One of the most contentious matters when parents divorce is how the children's expenses will be split. Even if one parent has to pay child support, there is still a possibility that there will be other expenses like school supplies or fees for extracurricular activities that will need to be divided between the parents.
In order to minimize potential problems later, it is important to have clear plans for these expenses outlined in the child custody and support orders.
What expenses are shared?
You and your ex need a detailed outline addressing who is responsible for which expenses. Some of the more common costs split between parents are school tuition, extracurricular activity fees and out-of-pocket medical expenses. For example, medical expenses and school costs might be a 50-50 split, but extracurricular activity fees might fall primarily on the parent who signs the child up for the activity.

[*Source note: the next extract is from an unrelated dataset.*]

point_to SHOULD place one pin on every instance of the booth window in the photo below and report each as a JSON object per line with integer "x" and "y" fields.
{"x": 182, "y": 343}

Are there limits to what is shared?
You should also set a standard for which expenses you can include without the other parent's approval. For example, you might set a $100 limit so that anything over that amount needs to be approved by both parents.
When will reimbursement occur?
Not all reimbursement needs to happen right away. You might settle up once a month, quarterly or annually. It is important to determine how re0payments will occur. For example, will you each tally what you owe and pay each other? Or, will you tally everything up and figure out the difference in totals and then one parent pay the other based on that?
What documentation is needed?
Determine now what documentation is needed. Do all expenses need proof or is there a minimum amount to require this? If you do need to provide proof of an expense, you might want to send those to your ex via email or an information sharing app right away. This reduces the chance that you will forget about it or lose the receipt.
What happens if there is a dispute?
There might be times when shared expenses are disputed. Make sure that your agreement has a clear process for resolution. There is a chance that you might have to go to court to settle matters if you and your ex can't reach accord.